Every February Hannah and I are lucky enough to have a week’s holiday. Each of us has a stipulation which must be fulfilled by this adventure. We must go:
- Somewhere warm (Hannah)
|Fun in the Emirati sun in 2012|
- Somewhere new (me)
|Visiting the southern hemisphere for the first time in 2015|
In years gone by, we’ve travelled to places as diverse as Dubai, Marrakech and the national parks of Uganda using this policy. With money being a bit tighter this time round, we decided to stick to Europe for our February trip. Admittedly, there isn’t much of Europe that is closer to the Equator than our chosen destination: Malta.
|View of the Cottonera - the Three Cities - from Valletta|
I didn’t know a lot about this small country when we booked our flights. Very little, in fact, with the best example being that I didn’t realise Malta is comprised of more than one island until we started organising our holiday. It is made up of three islands, the largest of which is called…Malta. The other islands, Gozo and Comino, are part of the country called Malta. We learnt that people on Gozo don’t like to be referred to as Maltese (they’re Gozitans), even though this is their nationality. Still with me?

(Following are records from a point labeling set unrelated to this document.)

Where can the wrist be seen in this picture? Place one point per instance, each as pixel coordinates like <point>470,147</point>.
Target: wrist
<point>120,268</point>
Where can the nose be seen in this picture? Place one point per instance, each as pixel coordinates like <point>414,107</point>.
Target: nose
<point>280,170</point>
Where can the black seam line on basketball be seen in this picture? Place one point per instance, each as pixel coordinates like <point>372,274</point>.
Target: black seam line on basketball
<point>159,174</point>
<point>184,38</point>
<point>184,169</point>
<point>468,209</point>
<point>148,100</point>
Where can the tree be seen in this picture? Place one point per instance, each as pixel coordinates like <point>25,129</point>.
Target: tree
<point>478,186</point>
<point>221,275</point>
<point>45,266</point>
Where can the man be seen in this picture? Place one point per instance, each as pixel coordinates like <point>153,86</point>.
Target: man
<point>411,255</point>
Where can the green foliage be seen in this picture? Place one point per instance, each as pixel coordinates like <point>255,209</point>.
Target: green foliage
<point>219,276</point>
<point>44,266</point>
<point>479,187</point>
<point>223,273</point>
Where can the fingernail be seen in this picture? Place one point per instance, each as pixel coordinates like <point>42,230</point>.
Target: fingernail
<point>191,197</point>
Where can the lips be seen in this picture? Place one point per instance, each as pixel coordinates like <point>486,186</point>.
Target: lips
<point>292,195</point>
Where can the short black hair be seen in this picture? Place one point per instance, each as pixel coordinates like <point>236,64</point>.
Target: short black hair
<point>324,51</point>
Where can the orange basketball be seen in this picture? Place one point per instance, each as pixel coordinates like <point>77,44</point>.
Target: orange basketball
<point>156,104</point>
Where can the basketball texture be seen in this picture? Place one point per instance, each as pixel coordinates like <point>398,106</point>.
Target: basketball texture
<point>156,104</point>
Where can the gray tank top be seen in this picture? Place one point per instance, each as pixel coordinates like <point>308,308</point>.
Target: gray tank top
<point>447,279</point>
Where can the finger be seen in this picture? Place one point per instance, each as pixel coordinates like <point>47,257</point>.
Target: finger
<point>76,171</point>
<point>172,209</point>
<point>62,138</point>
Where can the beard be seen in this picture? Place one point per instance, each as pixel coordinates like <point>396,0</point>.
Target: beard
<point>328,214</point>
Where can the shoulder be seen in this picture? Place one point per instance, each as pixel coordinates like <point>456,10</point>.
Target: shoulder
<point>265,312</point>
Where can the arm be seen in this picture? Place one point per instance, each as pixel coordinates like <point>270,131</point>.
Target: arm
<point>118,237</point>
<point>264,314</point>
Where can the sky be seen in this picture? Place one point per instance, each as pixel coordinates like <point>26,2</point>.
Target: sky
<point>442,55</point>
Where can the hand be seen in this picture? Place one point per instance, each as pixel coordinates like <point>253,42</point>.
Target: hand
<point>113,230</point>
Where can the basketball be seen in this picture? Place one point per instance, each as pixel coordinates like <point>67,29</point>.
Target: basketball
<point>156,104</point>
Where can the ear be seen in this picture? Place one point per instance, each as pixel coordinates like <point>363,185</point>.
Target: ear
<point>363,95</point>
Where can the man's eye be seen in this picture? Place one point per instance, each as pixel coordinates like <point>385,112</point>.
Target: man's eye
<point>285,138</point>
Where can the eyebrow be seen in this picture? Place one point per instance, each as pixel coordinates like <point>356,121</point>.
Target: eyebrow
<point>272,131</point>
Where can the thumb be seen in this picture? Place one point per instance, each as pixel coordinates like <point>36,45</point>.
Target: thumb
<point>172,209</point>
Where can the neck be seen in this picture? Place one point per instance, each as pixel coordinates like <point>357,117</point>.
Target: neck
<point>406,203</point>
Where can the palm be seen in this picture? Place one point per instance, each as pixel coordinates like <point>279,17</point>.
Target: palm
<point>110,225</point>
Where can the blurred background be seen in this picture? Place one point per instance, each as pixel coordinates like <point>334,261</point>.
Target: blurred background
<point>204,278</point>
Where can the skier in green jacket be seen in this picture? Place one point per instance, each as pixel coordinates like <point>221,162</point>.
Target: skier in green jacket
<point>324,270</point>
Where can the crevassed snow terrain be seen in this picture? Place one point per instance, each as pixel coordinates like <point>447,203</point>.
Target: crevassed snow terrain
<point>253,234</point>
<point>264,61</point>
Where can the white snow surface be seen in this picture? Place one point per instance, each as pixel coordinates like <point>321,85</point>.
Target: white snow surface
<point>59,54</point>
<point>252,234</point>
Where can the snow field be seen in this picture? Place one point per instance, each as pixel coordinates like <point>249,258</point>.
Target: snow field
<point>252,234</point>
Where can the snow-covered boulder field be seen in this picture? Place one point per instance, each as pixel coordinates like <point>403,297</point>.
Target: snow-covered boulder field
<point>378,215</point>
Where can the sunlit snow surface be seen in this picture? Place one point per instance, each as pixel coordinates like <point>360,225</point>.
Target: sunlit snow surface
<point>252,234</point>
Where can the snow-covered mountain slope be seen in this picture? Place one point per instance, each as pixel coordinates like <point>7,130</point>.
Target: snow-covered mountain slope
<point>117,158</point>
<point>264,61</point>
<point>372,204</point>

I did know that Malta – all of it – was a British colony. Signs of this are abundant, sometimes literally. From red telephone boxes (unlike in Britain, these are actually still used to make phone calls) to the statue of Queen Victoria watching over one of Valletta’s main squares, the British influence is pretty much omnipresent. In many ways this was comforting, particularly the fact that they drive on the left. With the narrow roads, plethora of roundabouts and occasional reckless driver, it was one less factor to worry about.

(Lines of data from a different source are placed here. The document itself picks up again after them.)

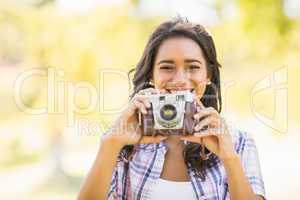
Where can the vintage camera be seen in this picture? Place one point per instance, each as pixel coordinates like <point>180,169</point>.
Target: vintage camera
<point>170,113</point>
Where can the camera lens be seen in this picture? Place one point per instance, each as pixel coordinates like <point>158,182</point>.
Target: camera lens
<point>168,112</point>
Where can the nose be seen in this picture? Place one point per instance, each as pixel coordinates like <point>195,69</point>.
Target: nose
<point>180,78</point>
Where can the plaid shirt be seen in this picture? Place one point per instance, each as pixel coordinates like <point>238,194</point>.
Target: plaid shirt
<point>147,163</point>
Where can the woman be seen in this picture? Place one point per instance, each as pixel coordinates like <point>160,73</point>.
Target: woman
<point>179,56</point>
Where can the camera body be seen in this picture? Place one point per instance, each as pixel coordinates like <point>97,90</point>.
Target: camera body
<point>170,113</point>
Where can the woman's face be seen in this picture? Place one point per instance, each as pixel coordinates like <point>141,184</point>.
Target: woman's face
<point>180,65</point>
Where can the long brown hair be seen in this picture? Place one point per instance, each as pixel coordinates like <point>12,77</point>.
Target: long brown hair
<point>212,96</point>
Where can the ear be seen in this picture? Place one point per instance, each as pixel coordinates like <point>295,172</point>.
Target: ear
<point>208,82</point>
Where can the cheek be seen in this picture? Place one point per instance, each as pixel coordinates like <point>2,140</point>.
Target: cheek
<point>199,83</point>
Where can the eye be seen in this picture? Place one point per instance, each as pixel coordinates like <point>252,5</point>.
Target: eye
<point>167,68</point>
<point>193,68</point>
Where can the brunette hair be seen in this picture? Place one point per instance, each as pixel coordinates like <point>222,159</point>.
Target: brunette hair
<point>180,27</point>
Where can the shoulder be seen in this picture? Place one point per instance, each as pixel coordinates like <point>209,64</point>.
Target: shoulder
<point>242,140</point>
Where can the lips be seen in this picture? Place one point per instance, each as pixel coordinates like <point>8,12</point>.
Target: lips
<point>173,90</point>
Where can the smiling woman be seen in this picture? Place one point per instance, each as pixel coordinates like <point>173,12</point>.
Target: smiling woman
<point>180,56</point>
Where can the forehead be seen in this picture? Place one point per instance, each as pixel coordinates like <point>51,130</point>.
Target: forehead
<point>179,48</point>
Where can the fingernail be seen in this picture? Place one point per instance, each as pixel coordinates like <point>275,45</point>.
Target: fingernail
<point>144,111</point>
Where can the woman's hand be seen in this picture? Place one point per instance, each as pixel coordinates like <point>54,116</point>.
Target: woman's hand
<point>212,132</point>
<point>126,130</point>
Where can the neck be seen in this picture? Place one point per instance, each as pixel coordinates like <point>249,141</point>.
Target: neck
<point>174,143</point>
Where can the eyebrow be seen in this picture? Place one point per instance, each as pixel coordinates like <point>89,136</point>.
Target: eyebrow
<point>172,62</point>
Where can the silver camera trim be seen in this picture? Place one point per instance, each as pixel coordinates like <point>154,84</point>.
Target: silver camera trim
<point>177,99</point>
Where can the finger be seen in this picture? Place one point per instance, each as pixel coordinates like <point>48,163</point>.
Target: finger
<point>151,139</point>
<point>149,91</point>
<point>199,103</point>
<point>140,106</point>
<point>143,99</point>
<point>205,112</point>
<point>207,132</point>
<point>190,138</point>
<point>210,121</point>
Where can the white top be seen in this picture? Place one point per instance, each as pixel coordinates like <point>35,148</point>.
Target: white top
<point>174,190</point>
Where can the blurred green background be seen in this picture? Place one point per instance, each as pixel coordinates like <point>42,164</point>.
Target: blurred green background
<point>82,51</point>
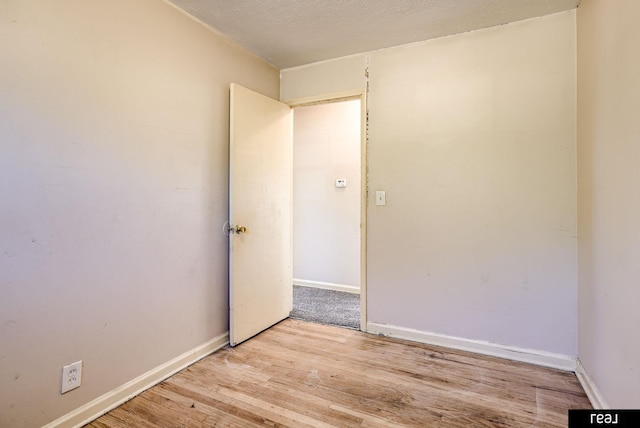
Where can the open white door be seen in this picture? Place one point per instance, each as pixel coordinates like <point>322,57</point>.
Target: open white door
<point>260,213</point>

|She may have been missing a finger, but you wouldn't want to mess with Queen Vic|
English is commonly spoken and one of two national languages, Maltese being the other. It struck me as being a Romanised version of Arabic, which inevitably led to us pronouncing many town names incorrectly.

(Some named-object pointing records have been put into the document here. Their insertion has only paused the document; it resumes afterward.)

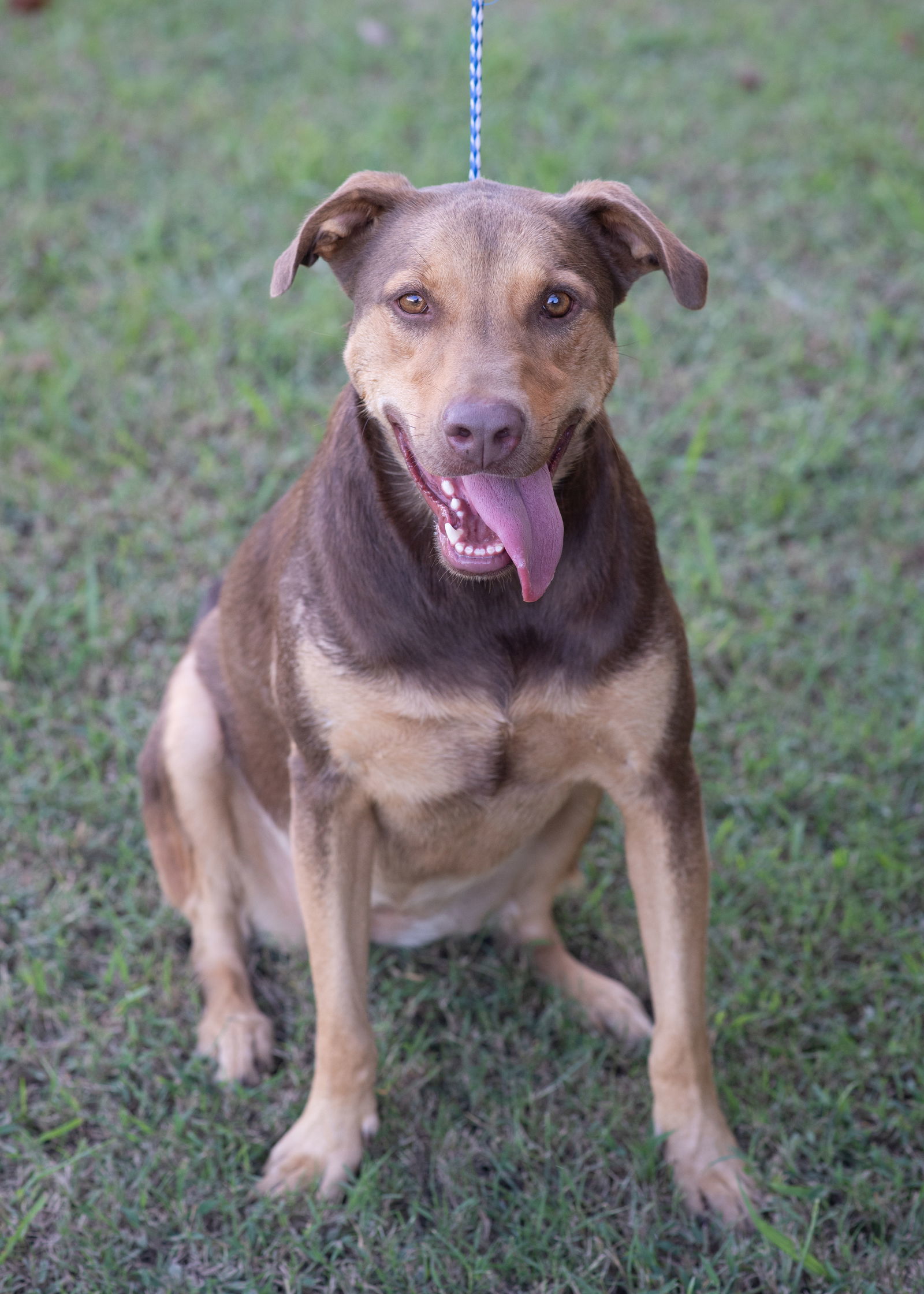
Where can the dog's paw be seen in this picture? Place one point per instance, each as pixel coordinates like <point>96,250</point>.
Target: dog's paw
<point>712,1177</point>
<point>241,1043</point>
<point>614,1007</point>
<point>324,1147</point>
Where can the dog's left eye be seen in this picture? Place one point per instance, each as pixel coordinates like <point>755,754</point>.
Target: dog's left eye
<point>557,304</point>
<point>412,303</point>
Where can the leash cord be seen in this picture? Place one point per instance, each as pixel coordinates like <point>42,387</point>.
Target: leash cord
<point>475,90</point>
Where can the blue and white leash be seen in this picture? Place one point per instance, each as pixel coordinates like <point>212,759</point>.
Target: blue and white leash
<point>475,90</point>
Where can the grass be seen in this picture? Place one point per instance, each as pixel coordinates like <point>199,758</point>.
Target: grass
<point>154,159</point>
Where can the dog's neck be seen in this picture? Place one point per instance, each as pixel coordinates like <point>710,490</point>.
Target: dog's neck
<point>390,606</point>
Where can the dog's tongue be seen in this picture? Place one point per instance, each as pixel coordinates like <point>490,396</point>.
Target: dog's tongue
<point>523,513</point>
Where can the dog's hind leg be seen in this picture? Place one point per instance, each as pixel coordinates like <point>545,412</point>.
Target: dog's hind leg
<point>191,830</point>
<point>527,919</point>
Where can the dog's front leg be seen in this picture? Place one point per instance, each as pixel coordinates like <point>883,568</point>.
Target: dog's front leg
<point>333,838</point>
<point>668,865</point>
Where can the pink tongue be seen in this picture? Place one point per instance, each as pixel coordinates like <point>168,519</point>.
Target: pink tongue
<point>523,513</point>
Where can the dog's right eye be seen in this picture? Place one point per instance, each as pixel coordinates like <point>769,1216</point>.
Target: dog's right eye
<point>412,303</point>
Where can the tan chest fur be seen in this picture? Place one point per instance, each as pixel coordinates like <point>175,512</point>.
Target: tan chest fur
<point>460,780</point>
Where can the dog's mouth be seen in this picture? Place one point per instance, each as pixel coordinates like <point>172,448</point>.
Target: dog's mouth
<point>487,522</point>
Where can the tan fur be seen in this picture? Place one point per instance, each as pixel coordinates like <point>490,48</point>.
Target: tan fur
<point>316,777</point>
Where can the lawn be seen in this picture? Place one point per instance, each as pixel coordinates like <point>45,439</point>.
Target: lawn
<point>154,159</point>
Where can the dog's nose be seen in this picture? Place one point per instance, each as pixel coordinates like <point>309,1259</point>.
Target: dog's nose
<point>485,432</point>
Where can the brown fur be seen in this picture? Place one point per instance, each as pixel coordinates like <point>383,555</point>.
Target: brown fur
<point>363,743</point>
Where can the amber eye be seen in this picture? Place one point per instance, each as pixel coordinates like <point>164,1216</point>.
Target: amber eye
<point>412,303</point>
<point>557,304</point>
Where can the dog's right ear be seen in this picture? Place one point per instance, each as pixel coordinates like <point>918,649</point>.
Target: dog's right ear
<point>341,225</point>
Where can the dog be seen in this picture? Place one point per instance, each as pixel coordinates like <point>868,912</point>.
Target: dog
<point>433,656</point>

|"Hi, we're looking for...umm..."|
The alternative influences reflect Malta’s location in the Mediterranean Sea. Strategically, it has been a fantastic outpost to control, irrespective of its small size. For the Romans and the French under Napoleon, it was a stopping point on the way to North Africa. For the Moors, it was a pit stop when going the reverse direction. The British used it as a resting point between Gibraltar and the Suez Canal. All of which helps to explain the sheer volume of fortifications on the islands.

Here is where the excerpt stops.